Methods:  A retrospective chart review of 24 OFCs to baked egg and the most recent ovamucoid sIgE were examined to determine cut-off values for sIgE to predict a positive OFC outcome. Basophil activation tests (BAT) were conducted with egg white, ova, and ovamucoid antigens of non-egg allergic (n=22) and egg allergic (n=16) patients. Basophil activation was measured by CD63 expression. A stimulation index (SI) for BAT was calculated as a ratio between basophil degranulation in response to allergen and basophil degranulation in response to negative control. Receiver operative curves were created for BAT results.

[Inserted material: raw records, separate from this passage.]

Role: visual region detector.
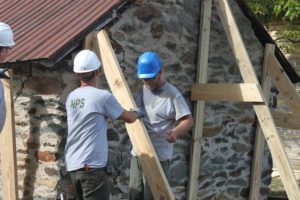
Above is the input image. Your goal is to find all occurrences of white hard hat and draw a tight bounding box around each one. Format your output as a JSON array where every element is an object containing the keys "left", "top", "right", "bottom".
[
  {"left": 0, "top": 22, "right": 15, "bottom": 47},
  {"left": 73, "top": 49, "right": 101, "bottom": 73}
]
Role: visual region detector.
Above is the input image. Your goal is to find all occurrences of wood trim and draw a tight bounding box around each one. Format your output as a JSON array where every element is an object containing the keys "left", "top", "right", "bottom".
[
  {"left": 268, "top": 54, "right": 300, "bottom": 113},
  {"left": 272, "top": 111, "right": 300, "bottom": 130},
  {"left": 0, "top": 70, "right": 18, "bottom": 199},
  {"left": 249, "top": 44, "right": 275, "bottom": 200},
  {"left": 215, "top": 0, "right": 300, "bottom": 200},
  {"left": 191, "top": 83, "right": 264, "bottom": 102},
  {"left": 187, "top": 0, "right": 212, "bottom": 200},
  {"left": 97, "top": 30, "right": 175, "bottom": 200}
]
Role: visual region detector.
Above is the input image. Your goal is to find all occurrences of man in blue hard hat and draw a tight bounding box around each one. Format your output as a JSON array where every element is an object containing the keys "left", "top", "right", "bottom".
[
  {"left": 129, "top": 51, "right": 193, "bottom": 200},
  {"left": 0, "top": 22, "right": 15, "bottom": 133}
]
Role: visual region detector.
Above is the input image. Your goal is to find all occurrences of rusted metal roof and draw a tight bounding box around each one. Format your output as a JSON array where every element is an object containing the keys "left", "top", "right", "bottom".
[{"left": 0, "top": 0, "right": 124, "bottom": 65}]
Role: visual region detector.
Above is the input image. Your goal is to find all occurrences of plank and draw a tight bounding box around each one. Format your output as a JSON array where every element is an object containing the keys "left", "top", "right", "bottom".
[
  {"left": 0, "top": 70, "right": 18, "bottom": 200},
  {"left": 97, "top": 30, "right": 175, "bottom": 200},
  {"left": 272, "top": 111, "right": 300, "bottom": 130},
  {"left": 268, "top": 54, "right": 300, "bottom": 113},
  {"left": 249, "top": 44, "right": 275, "bottom": 200},
  {"left": 187, "top": 0, "right": 212, "bottom": 200},
  {"left": 191, "top": 83, "right": 264, "bottom": 102},
  {"left": 215, "top": 0, "right": 300, "bottom": 200}
]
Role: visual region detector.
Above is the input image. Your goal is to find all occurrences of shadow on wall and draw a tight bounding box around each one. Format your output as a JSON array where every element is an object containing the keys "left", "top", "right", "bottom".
[{"left": 21, "top": 67, "right": 69, "bottom": 199}]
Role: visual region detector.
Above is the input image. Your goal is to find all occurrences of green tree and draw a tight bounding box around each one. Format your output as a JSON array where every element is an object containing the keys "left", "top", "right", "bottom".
[{"left": 245, "top": 0, "right": 300, "bottom": 53}]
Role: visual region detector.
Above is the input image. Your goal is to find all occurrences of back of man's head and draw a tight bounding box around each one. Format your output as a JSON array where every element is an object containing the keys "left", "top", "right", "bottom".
[{"left": 0, "top": 22, "right": 15, "bottom": 47}]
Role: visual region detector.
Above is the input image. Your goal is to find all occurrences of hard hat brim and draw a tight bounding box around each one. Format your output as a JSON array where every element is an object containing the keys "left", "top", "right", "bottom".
[
  {"left": 138, "top": 73, "right": 157, "bottom": 79},
  {"left": 0, "top": 42, "right": 16, "bottom": 47},
  {"left": 73, "top": 66, "right": 100, "bottom": 74}
]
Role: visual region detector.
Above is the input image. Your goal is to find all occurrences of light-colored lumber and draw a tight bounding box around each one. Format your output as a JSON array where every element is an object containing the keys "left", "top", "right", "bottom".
[
  {"left": 84, "top": 31, "right": 99, "bottom": 52},
  {"left": 0, "top": 70, "right": 18, "bottom": 200},
  {"left": 187, "top": 0, "right": 212, "bottom": 200},
  {"left": 268, "top": 54, "right": 300, "bottom": 113},
  {"left": 249, "top": 44, "right": 275, "bottom": 200},
  {"left": 191, "top": 83, "right": 264, "bottom": 102},
  {"left": 272, "top": 111, "right": 300, "bottom": 130},
  {"left": 215, "top": 0, "right": 300, "bottom": 200},
  {"left": 97, "top": 30, "right": 174, "bottom": 200}
]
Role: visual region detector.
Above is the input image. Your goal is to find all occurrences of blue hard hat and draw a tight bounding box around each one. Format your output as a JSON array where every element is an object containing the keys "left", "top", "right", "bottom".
[{"left": 137, "top": 51, "right": 162, "bottom": 79}]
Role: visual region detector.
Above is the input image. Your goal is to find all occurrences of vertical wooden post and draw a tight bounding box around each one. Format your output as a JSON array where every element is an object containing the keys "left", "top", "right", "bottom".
[
  {"left": 249, "top": 44, "right": 275, "bottom": 200},
  {"left": 215, "top": 0, "right": 300, "bottom": 200},
  {"left": 0, "top": 70, "right": 18, "bottom": 200},
  {"left": 97, "top": 30, "right": 175, "bottom": 200},
  {"left": 187, "top": 0, "right": 212, "bottom": 200}
]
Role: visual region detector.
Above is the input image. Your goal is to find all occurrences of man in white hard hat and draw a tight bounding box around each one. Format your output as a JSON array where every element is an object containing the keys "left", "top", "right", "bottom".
[
  {"left": 0, "top": 22, "right": 15, "bottom": 133},
  {"left": 65, "top": 50, "right": 142, "bottom": 200}
]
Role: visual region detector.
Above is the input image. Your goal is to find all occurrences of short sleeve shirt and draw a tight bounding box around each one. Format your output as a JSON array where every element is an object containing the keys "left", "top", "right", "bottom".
[
  {"left": 132, "top": 82, "right": 191, "bottom": 161},
  {"left": 65, "top": 86, "right": 124, "bottom": 171}
]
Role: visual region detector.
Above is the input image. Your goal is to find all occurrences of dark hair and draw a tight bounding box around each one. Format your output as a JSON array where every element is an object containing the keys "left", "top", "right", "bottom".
[{"left": 77, "top": 70, "right": 97, "bottom": 82}]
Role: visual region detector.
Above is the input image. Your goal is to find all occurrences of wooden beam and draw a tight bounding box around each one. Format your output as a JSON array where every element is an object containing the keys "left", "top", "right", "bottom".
[
  {"left": 215, "top": 0, "right": 300, "bottom": 200},
  {"left": 249, "top": 44, "right": 275, "bottom": 200},
  {"left": 268, "top": 54, "right": 300, "bottom": 113},
  {"left": 84, "top": 31, "right": 99, "bottom": 52},
  {"left": 97, "top": 30, "right": 175, "bottom": 200},
  {"left": 187, "top": 0, "right": 212, "bottom": 200},
  {"left": 0, "top": 70, "right": 18, "bottom": 200},
  {"left": 191, "top": 83, "right": 264, "bottom": 102},
  {"left": 272, "top": 112, "right": 300, "bottom": 130}
]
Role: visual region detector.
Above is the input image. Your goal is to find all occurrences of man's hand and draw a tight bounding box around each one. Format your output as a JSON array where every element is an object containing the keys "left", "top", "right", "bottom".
[
  {"left": 130, "top": 108, "right": 145, "bottom": 119},
  {"left": 166, "top": 130, "right": 177, "bottom": 143},
  {"left": 0, "top": 69, "right": 9, "bottom": 79}
]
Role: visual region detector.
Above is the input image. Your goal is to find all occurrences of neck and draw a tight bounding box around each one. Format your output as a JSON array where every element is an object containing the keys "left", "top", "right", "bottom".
[{"left": 80, "top": 79, "right": 97, "bottom": 87}]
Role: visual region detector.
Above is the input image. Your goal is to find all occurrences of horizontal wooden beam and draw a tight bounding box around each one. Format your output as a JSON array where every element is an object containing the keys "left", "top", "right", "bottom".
[
  {"left": 215, "top": 0, "right": 300, "bottom": 200},
  {"left": 267, "top": 54, "right": 300, "bottom": 113},
  {"left": 192, "top": 83, "right": 264, "bottom": 102},
  {"left": 272, "top": 112, "right": 300, "bottom": 130}
]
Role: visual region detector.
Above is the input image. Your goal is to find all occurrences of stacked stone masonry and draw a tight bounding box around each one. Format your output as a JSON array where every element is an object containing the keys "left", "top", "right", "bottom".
[{"left": 2, "top": 0, "right": 272, "bottom": 200}]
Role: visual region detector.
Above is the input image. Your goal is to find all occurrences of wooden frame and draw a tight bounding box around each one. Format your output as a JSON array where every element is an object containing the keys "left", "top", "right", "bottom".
[
  {"left": 191, "top": 83, "right": 264, "bottom": 102},
  {"left": 86, "top": 30, "right": 175, "bottom": 200},
  {"left": 0, "top": 70, "right": 18, "bottom": 200},
  {"left": 215, "top": 0, "right": 300, "bottom": 200},
  {"left": 187, "top": 0, "right": 212, "bottom": 200}
]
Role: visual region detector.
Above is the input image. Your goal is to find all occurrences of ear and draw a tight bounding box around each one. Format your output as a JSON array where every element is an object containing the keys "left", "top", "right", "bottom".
[{"left": 95, "top": 69, "right": 101, "bottom": 76}]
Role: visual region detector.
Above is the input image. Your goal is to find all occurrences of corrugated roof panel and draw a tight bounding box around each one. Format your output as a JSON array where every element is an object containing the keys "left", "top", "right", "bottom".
[{"left": 0, "top": 0, "right": 124, "bottom": 62}]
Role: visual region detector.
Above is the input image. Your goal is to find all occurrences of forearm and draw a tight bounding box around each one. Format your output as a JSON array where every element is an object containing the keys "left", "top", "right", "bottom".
[
  {"left": 118, "top": 110, "right": 138, "bottom": 123},
  {"left": 172, "top": 115, "right": 193, "bottom": 138},
  {"left": 166, "top": 115, "right": 193, "bottom": 143}
]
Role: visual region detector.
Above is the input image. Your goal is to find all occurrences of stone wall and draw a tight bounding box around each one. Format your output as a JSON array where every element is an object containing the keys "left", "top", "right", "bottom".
[{"left": 0, "top": 0, "right": 271, "bottom": 200}]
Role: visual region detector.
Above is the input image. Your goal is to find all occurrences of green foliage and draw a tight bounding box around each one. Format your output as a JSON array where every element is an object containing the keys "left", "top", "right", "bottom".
[
  {"left": 245, "top": 0, "right": 300, "bottom": 53},
  {"left": 245, "top": 0, "right": 300, "bottom": 22}
]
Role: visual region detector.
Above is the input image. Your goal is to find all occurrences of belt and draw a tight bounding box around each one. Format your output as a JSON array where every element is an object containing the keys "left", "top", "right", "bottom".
[{"left": 77, "top": 167, "right": 106, "bottom": 172}]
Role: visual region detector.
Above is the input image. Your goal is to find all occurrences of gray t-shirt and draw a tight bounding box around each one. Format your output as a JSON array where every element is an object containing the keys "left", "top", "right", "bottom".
[
  {"left": 65, "top": 86, "right": 124, "bottom": 171},
  {"left": 0, "top": 80, "right": 6, "bottom": 133},
  {"left": 132, "top": 82, "right": 191, "bottom": 161}
]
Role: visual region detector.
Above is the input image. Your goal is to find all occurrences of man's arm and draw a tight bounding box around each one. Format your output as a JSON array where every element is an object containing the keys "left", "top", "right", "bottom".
[
  {"left": 118, "top": 110, "right": 138, "bottom": 123},
  {"left": 166, "top": 115, "right": 193, "bottom": 143}
]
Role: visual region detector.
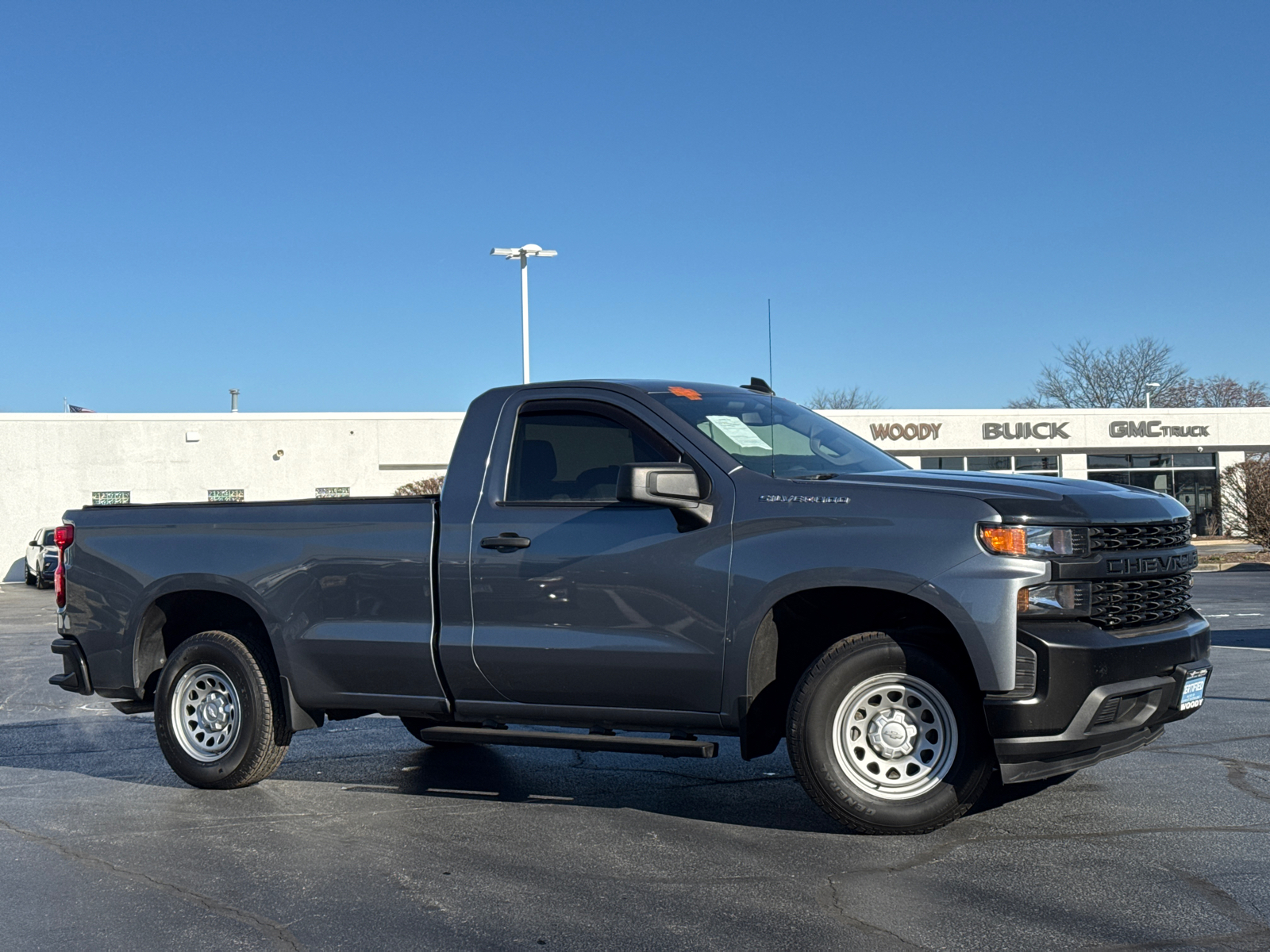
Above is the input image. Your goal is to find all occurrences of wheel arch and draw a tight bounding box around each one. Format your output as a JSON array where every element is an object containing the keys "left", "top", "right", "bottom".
[{"left": 738, "top": 585, "right": 979, "bottom": 760}]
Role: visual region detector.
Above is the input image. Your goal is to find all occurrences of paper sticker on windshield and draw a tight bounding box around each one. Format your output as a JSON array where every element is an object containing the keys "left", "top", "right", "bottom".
[{"left": 706, "top": 414, "right": 771, "bottom": 449}]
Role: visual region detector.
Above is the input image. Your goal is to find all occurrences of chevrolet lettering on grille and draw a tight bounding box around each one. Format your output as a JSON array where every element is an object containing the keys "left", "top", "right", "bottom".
[{"left": 1106, "top": 552, "right": 1199, "bottom": 575}]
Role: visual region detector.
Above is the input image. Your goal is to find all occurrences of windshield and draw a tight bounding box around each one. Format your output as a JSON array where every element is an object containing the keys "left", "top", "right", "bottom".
[{"left": 649, "top": 387, "right": 908, "bottom": 478}]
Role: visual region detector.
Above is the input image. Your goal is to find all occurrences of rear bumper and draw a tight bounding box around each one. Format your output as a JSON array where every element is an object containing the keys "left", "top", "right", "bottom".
[{"left": 984, "top": 612, "right": 1210, "bottom": 783}]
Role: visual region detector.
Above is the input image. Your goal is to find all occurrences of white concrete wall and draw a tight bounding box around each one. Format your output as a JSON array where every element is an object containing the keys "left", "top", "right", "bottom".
[{"left": 0, "top": 413, "right": 464, "bottom": 582}]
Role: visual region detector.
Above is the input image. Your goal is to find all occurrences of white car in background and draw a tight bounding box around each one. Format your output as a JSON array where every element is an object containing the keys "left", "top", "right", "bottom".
[{"left": 24, "top": 527, "right": 57, "bottom": 589}]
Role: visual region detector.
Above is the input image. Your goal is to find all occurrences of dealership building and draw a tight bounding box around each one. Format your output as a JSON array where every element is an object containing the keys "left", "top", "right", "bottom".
[{"left": 0, "top": 408, "right": 1270, "bottom": 582}]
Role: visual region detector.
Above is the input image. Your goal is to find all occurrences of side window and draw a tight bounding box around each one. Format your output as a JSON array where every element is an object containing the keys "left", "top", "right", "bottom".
[{"left": 506, "top": 401, "right": 679, "bottom": 503}]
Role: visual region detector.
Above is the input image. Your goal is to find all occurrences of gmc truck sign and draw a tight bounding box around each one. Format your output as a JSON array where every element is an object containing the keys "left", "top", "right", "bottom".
[{"left": 1107, "top": 420, "right": 1208, "bottom": 440}]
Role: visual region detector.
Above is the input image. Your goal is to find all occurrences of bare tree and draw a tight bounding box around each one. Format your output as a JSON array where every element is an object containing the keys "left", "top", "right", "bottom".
[
  {"left": 1222, "top": 453, "right": 1270, "bottom": 551},
  {"left": 1152, "top": 374, "right": 1270, "bottom": 406},
  {"left": 392, "top": 476, "right": 446, "bottom": 497},
  {"left": 1008, "top": 338, "right": 1186, "bottom": 408},
  {"left": 806, "top": 387, "right": 887, "bottom": 410}
]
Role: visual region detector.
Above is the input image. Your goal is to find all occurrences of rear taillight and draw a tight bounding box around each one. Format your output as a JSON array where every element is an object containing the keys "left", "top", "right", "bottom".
[{"left": 53, "top": 525, "right": 75, "bottom": 608}]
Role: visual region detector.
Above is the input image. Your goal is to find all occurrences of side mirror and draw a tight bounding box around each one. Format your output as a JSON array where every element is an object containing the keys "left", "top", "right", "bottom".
[{"left": 616, "top": 463, "right": 714, "bottom": 529}]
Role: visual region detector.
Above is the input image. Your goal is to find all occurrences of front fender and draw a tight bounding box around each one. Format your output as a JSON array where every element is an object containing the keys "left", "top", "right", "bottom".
[{"left": 910, "top": 552, "right": 1049, "bottom": 690}]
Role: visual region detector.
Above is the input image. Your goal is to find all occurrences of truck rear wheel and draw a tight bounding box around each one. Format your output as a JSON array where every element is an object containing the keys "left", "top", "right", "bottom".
[
  {"left": 786, "top": 632, "right": 995, "bottom": 833},
  {"left": 155, "top": 631, "right": 291, "bottom": 789}
]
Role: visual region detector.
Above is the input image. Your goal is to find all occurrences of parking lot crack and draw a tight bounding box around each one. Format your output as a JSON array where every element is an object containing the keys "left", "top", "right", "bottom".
[
  {"left": 817, "top": 876, "right": 929, "bottom": 950},
  {"left": 1096, "top": 866, "right": 1270, "bottom": 952},
  {"left": 1222, "top": 760, "right": 1270, "bottom": 804},
  {"left": 0, "top": 820, "right": 303, "bottom": 952}
]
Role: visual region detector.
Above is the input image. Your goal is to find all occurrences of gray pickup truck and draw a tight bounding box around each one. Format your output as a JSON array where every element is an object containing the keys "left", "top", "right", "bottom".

Severity of reaction for each patient was established using a standardized scoring system and a linear regression model was used to examine its correlation with BAT results.

Results:  Ovamucoid sIgE demonstrated poor accuracy in predicting OFC outcomes to baked egg allergy with a sensitivity of 67%, false positive rate of 29% and AUC ROC=.690. Stimulation Index of BAT to ovalbumin showed a sensitivity of 87.5%, false positive rate of 16%, AUC ROC=.875, with an optimal cut-off of 13.8. BAT results did not correlate with severity of reaction in the small sample size of patients analyzed.

Conclusions:  BAT may be a reliable tool for predicting an oral food challenge outcome to baked egg in egg allergic children.